Perjalanan Menuntut Ilmu
Imam Ghazali mempelajari fikih di negerinya kepada Ahmad ibn Muhammad Al-Radhakani, kemudian pergi ke Jurjan, Iran untuk belajar kepada Imam Abi Nashr Al-Isma’ili, kemudian ia kembali ke Thus.
Perjalanan ke Naisabur
Imam Ghazali pergi ke Naisabur untuk belajar kepada Imam Juwaini. Ia belajar hingga piawai dalam memahami madzhab, khilaf di antaranya, hingga perdebatan dan logika. Ia juga belajar tentang hikmah dan filsafat, hingga memahami perkataan imam-imam ilmu-ilmu tersebut. Ia berada di tingkatan pemahaman yang siap untuk mendebat dan menjawab pendapat-pendapat tersebut.
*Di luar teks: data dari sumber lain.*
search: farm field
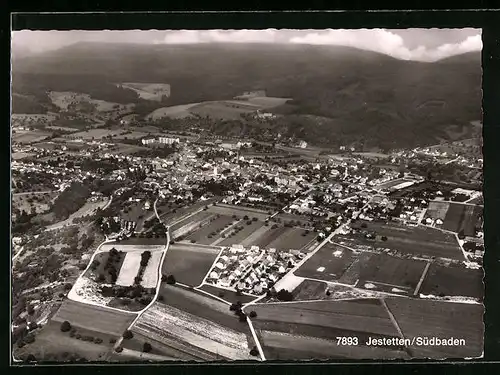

Imam Ghazali dikenal memiliki kecerdasan yang luar biasa, serta memiliki pemahaman yang dalam. Imam Haramain menggambarkan Imam Ghazali sebagai “lautan yang menenggelamkan.”
Kunjungannya ke Menteri Nizham Al-Mulk
Setelah Imam Haramain wafat, Al-Ghazali pergi ke ‘Askar, untuk menemui seorang menteri, Nizham Al-Mulk. Kemudian ia berdebat dengan para imam dan ‘ulama di sana, sehingga orang-orang mengenalnya dengan keutamaannya. Kemudian ia untuk membangun madrasah di Baghdad, dan mengajar di sana. Ia tiba di Baghdad pada tahun 484 H.
Imam Ghazali mengajar di sana, dan namanya semakin masyhur, ia merasa ingin meninggalkan kemasyhuran yang berpotensi membawanya kepada kerendahan dunia. Ia bermaksud untuk melakukan rihlah ke baitullah, dan berhaji, kemudian ia pergi ke Syam, pada tahun 488 H. Kemudian ia kembali ke Damaskus, dan beri’tikaf di sudut masjid umawi yang sekarang dikenal sebagai ghazaliyyah.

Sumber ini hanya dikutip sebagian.